Access to Non-Summary Clinical Trial Data for Research Purposes Under EU Law

Access to Non-Summary Clinical Trial Data for Research Purposes Under EU Law
Author :
Publisher : Springer Nature
Total Pages : 310
Release :
ISBN-10 : 9783030867782
ISBN-13 : 3030867781
Rating : 4/5 (781 Downloads)

Book Synopsis Access to Non-Summary Clinical Trial Data for Research Purposes Under EU Law by : Daria Kim

Download or read book Access to Non-Summary Clinical Trial Data for Research Purposes Under EU Law written by Daria Kim and published by Springer Nature. This book was released on 2021-10-19 with total page 310 pages. Available in PDF, EPUB and Kindle. Book excerpt: This book draws a unique perspective on the regulation of access to clinical trial data as a case on research and knowledge externalities. Notwithstanding numerous potential benefits for medical research and public health, many jurisdictions have struggled to ensure access to clinical trial data, even at the level of the trial results.
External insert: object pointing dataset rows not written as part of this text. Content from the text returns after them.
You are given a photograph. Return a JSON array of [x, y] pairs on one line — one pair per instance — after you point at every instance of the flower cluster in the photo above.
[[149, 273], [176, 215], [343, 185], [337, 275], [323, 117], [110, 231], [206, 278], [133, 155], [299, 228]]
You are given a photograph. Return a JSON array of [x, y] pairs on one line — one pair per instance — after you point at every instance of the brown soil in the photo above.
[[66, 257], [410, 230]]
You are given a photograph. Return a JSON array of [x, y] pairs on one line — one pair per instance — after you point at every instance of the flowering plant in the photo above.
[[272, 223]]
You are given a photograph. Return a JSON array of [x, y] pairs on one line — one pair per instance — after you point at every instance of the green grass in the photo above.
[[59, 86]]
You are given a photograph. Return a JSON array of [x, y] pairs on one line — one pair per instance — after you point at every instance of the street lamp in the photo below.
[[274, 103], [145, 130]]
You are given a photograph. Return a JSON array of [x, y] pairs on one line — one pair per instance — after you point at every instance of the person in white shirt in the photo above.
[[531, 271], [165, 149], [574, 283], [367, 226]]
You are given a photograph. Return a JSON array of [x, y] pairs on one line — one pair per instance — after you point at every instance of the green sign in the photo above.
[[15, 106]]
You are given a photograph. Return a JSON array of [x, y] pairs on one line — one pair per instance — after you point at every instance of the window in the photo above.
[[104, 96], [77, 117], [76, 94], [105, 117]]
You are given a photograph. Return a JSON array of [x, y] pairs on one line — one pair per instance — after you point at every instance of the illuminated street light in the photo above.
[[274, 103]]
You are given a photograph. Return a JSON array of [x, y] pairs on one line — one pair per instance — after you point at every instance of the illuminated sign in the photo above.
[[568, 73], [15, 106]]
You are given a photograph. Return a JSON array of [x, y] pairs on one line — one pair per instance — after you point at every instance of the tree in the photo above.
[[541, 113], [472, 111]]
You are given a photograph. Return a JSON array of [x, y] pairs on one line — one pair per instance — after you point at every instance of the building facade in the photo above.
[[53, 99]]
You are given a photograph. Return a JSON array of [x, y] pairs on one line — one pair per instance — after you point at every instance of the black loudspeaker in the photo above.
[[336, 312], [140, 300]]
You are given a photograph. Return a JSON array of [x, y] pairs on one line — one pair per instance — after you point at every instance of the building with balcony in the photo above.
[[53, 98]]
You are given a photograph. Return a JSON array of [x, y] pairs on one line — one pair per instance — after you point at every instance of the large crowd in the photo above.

Pro-access policy initiatives have been strongly opposed by research-based drug companies arguing that mandatory data disclosure impedes their innovation incentives. Conventionally, access to test data has been approached from the perspective of transparency and research ethics. The book offers a complementary view and considers access to individual patient-level trial data for exploratory analysis as a matter of research and innovation policy. Such approach appears to be especially relevant in the data-driven economy where digital data constitutes a valuable economic resource. The study seeks to define how the rules of access to clinical trial data should be designed to reconcile the policy objectives of leveraging the research potential of data through secondary analysis, on the one hand, and protecting economic incentives of research-based drug companies, on the other hand. Overall, it is argued that the mainstream innovation-based justification for exclusive control over the outcomes of research and development can hardly rationalise trial sponsors’ control over primary data from trials. Instead, access to such data and its robust analysis should be prioritised.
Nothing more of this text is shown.